Anche la loro morte è degna di nota: Mosè e morto prima di entrare nella terra promessa (Dt 34), Elia è stato rapito su un carro di fuoco come da un turbine (2Re 2); infatti è di questo che Gesù sta parlando con loro, come esplicita Luca 9, 31: “del suo esodo, che stava per compiersi a Gerusalemme”. Ed è qui che Pietro, coraggioso e impulsivo come sempre, si intromette nel discorso, verbalizzando i propri sentimenti: “Signore è bello per noi esser qui! Se vuoi, farò qui tre capanne, una per te, una per Mosè e una per Elia” (v. 4). Un intervento indubbiamente inopportuno. Non ha ancora ascoltato e ha parlato prima di cogliere il senso profondo di questo avvenimento. Tant’è che, mentre Pietro sta ancora parlando, “una nube luminosa” avvolge il gruppetto e i tre discepoli sono in grado di ascoltare la voce divina: “Questi è il Figlio mio, il prediletto: in lui ho posto il mio amore. Ascoltatelo!” (v. 5b).
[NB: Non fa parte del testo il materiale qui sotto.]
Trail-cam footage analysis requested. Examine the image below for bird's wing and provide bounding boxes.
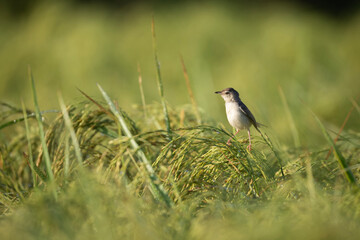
[238,102,259,129]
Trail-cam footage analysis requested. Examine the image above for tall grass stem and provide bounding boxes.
[151,16,171,137]
[137,63,147,118]
[278,86,300,147]
[21,100,37,186]
[180,55,201,124]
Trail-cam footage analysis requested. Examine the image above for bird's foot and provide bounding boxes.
[247,144,252,151]
[226,138,232,145]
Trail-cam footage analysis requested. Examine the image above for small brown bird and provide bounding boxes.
[215,87,261,150]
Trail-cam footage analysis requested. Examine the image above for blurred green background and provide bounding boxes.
[1,0,359,145]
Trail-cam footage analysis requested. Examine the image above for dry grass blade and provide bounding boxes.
[352,98,360,115]
[77,88,113,118]
[180,55,201,124]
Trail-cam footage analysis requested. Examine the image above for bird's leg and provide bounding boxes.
[247,129,252,151]
[227,129,240,145]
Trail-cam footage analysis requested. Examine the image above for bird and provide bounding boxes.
[215,87,261,150]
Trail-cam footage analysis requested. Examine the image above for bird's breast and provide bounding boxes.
[225,102,251,130]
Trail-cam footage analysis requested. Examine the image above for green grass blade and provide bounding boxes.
[0,116,32,130]
[0,110,58,130]
[97,83,174,207]
[151,17,171,137]
[21,101,37,186]
[31,162,48,182]
[311,112,356,184]
[58,93,83,165]
[29,66,57,198]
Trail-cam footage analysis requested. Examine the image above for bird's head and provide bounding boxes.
[215,87,240,102]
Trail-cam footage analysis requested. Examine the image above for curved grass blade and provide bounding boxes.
[97,83,173,207]
[58,93,83,165]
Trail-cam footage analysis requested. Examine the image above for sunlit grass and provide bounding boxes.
[0,2,359,144]
[0,2,360,239]
[0,69,359,239]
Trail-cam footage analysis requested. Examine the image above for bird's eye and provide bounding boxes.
[225,91,229,94]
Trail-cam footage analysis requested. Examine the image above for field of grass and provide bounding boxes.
[1,2,360,240]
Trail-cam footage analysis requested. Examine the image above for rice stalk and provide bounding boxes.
[154,126,270,199]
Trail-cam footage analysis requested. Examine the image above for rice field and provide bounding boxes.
[0,2,360,240]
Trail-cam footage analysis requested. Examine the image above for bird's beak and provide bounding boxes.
[215,91,222,94]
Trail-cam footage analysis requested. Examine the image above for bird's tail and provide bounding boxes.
[255,122,266,129]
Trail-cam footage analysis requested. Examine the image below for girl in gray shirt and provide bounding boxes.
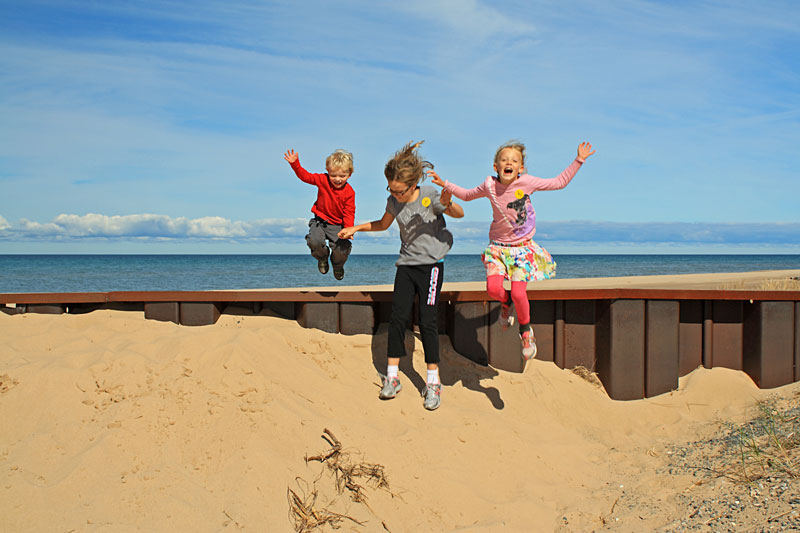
[338,141,463,410]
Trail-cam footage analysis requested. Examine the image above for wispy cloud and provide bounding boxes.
[534,221,800,245]
[4,213,307,240]
[2,213,799,247]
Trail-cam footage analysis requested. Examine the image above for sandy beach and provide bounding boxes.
[257,268,800,293]
[2,275,800,531]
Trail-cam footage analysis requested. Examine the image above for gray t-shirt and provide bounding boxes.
[386,185,453,266]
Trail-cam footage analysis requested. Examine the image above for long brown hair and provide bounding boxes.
[384,140,433,187]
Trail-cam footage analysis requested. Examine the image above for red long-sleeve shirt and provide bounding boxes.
[290,159,355,227]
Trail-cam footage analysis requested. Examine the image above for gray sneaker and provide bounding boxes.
[317,257,329,275]
[379,374,402,399]
[422,383,441,411]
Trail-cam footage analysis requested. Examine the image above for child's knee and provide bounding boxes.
[486,278,506,301]
[330,239,351,263]
[333,239,352,253]
[305,230,326,248]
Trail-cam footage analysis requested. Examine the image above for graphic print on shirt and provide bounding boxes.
[506,194,536,237]
[397,201,438,252]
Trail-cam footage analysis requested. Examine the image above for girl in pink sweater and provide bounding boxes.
[430,140,595,361]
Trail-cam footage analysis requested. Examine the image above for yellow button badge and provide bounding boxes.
[421,197,431,207]
[514,189,525,199]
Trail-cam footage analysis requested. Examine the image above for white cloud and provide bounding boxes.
[6,213,308,240]
[2,214,800,247]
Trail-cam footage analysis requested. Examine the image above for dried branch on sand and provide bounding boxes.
[306,428,393,503]
[288,428,395,532]
[287,478,364,532]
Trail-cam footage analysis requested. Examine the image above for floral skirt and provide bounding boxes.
[481,239,556,282]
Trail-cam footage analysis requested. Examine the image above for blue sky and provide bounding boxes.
[1,0,798,254]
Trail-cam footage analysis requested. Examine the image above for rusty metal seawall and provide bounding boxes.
[3,285,800,401]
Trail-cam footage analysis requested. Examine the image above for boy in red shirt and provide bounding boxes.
[283,148,355,280]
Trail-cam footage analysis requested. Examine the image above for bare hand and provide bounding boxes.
[283,149,299,164]
[427,169,445,187]
[338,227,356,240]
[440,188,452,206]
[577,142,595,160]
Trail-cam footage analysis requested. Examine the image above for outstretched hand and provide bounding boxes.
[427,169,445,187]
[338,227,356,240]
[283,149,299,164]
[440,188,453,206]
[577,142,595,160]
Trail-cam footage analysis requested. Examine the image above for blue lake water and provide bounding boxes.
[1,254,799,293]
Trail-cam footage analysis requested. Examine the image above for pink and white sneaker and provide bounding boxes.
[520,325,537,361]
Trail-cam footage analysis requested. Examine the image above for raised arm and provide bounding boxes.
[283,148,320,185]
[428,169,486,202]
[530,142,595,191]
[338,211,395,240]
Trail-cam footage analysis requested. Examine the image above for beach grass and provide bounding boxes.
[674,393,800,485]
[719,277,800,291]
[723,396,800,483]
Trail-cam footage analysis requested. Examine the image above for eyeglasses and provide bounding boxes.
[386,183,412,196]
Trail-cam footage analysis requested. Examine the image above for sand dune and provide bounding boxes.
[1,306,798,531]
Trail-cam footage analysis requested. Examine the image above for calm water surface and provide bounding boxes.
[1,254,799,293]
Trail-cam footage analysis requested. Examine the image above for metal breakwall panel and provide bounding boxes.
[678,300,703,376]
[339,303,376,335]
[563,300,596,371]
[646,300,679,397]
[180,302,223,326]
[554,300,565,368]
[743,301,795,389]
[596,299,645,401]
[451,302,489,366]
[487,301,524,373]
[263,301,296,320]
[531,300,555,363]
[67,302,144,314]
[25,304,66,315]
[144,302,179,324]
[296,302,339,333]
[710,300,743,370]
[796,302,800,383]
[703,300,713,369]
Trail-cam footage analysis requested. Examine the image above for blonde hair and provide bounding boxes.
[384,140,433,186]
[494,139,526,167]
[326,149,354,175]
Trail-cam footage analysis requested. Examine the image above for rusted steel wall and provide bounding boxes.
[2,289,799,401]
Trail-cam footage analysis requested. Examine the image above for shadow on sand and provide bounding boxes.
[370,323,504,410]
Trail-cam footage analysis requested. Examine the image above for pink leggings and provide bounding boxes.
[486,275,530,325]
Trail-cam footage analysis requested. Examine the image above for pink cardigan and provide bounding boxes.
[443,158,584,244]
Questa è la seconda volta che Dio parla: già nel momento del Battesimo di Gesù era intervenuto per proclamare Gesù il Figlio prediletto. Ora aggiunge l’imperativo: “ascoltatelo” perché ora la voce non è solo per Gesù. È un invito che non può essere disatteso. È un ascolto che deve farsi obbedienza e sequela di Gesù, al quale occorre porre una fiducia incondizionata per seguirlo sempre e dovunque, perché in lui il progetto di Dio trova piena realizzazione.

Dopo l’ascolto della voce di Dio, solo Matteo descrive così dettagliatamente la caduta dei discepoli: “caddero con la faccia a terra e furono presi da grande timore” (v. 6). Interessante che Matteo metta questa reazione in relazione non con la visione di Gesù trasfigurato, ma con l’ascolto della voce divina, fino all’intervento di Gesù che li conforta, che infonde loro coraggio: “Alzatevi e non temete”. In questo gesto di Gesù si manifesta la bontà di Dio che sempre si china sull’uomo per aiutarlo a risollevarsi dai momenti di difficoltà e di scoraggiamento. Ora tutto è ritornato alla normalità, non ci sono più Mosè ed Elia, non si vede più la nube luminosa, né si sente la voce di Dio. Rimane solo Gesù. Lui è quello che conta. Solamente da lui viene la salvezza per l’uomo e la trasfigurazione è una speranza che raggiunge tutti gli uomini. Tutto il racconto della trasfigurazione ha nello sfondo la croce. Senza croce, senza affrontare la vita in modo che diventi obbedienza a Dio, non ci può essere alcuna trasfigurazione e resurrezione. La logica di Dio è diversa dalla nostra: la gloria passa attraverso il dolore e la morte. Lo è stato per Gesù e lo è anche per noi, che siamo fatti a sua immagine.